Whether to be at your desk or in the garden

I was blocked this morning, as usual. Today my demon was telling me that I wasn’t clever enough to surmount the latest obstacle. It’s too much, too big, my brain’s too tired. I thought I’d go and shovel soil instead. We’re building a potager in the front garden – a fancy solution to a dead lawn – and I’m Soil-Shoveller-in-Chief. It hurts. Bending over the huge sack and filling a bucket hurts. My lower back is killing me. And I would rather be doing that than writing?
I had a bit of a word with myself, to see what the matter was. The inner writer was curled up in a corner, whimpering at the magnitude of the problem. I told her that I was very familiar with what she’s not good at, but would she like to tell me what she is good at? ‘Being there,’ she said, wiping her hand across her nose. So, right, get there.

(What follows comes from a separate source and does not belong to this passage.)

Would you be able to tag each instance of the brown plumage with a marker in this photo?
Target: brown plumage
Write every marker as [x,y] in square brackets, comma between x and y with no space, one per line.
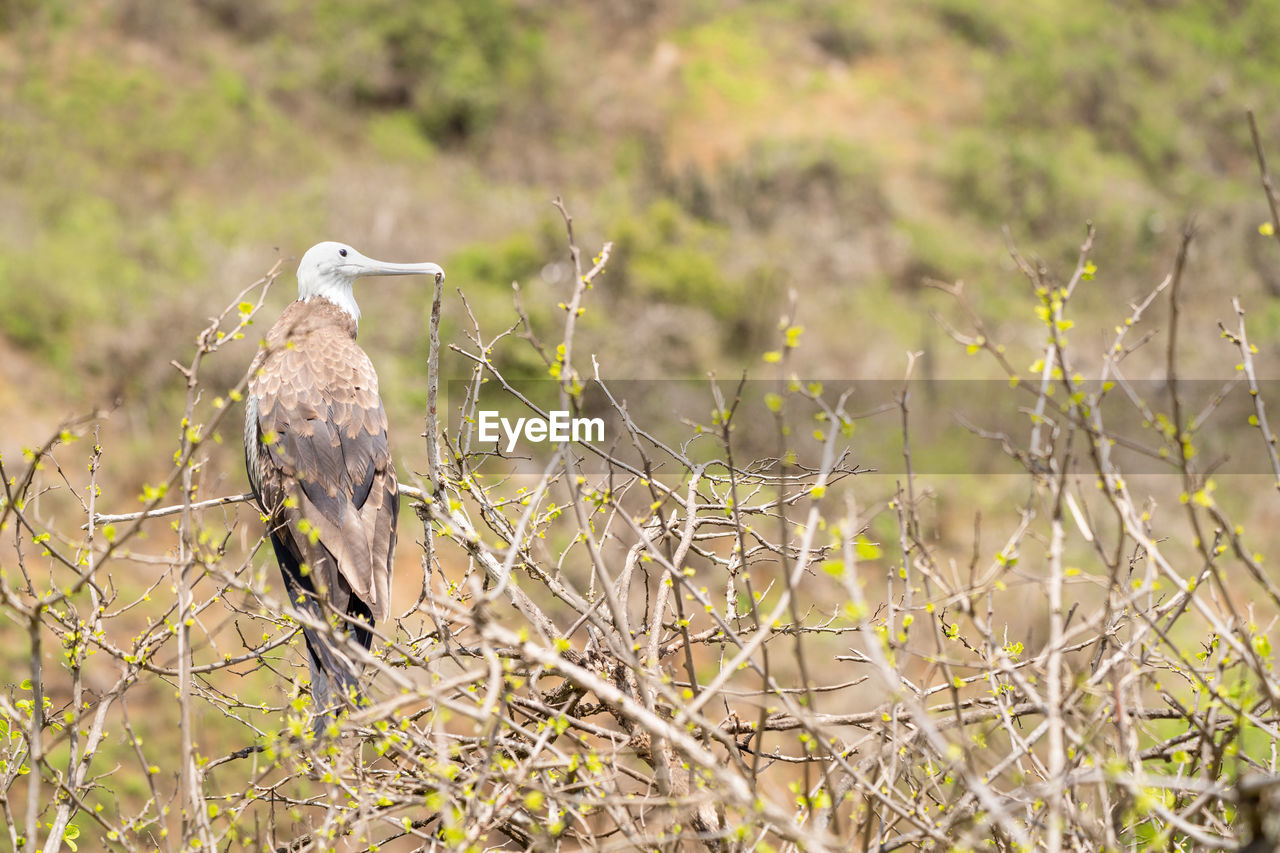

Large scale displacement activity going on in the front garden.

I went back to work and put myself in my protagonist’s shoes, right into the moment, feeling, smelling, hearing what was happening. And the impenetrable wall wasn’t there any more. The latest raised bed, however, remains to be filled, and I’m off there now, legitimately finished with my writing session.

This Post Has 4 Comments

  1. LOL – I spend a lot of time whimpering. Distractions are so much better…. Twitter, Facebook, leaving comments on other writer’s blogs….
    Tomorrow I _am_ going to get another sentence written. At this rate though – a sentence a day – my next book should be ready for publication in about 3012.
    Helen Hollick

    1. A thousand years! That’s the kind of calculation I’d rather not make. How about writing a pamphlet instead? Meanwhile, enjoy the primroses. Today I thought I’d go for a major block and so arranged it that every time I hit a key some sky-high structure made of neon light leaps up, bearing the message, ‘What’s the point?’ I found a cunning answer: there isn’t one, so I may as well write as not. Through sheer dogged perseverance, I’ve succeeded in changing all my chapter numbers.

  2. Was it Oscar Wilde (or someone similar) who said “This morning I wrote the word ‘the’. This afternoon I crossed it out.”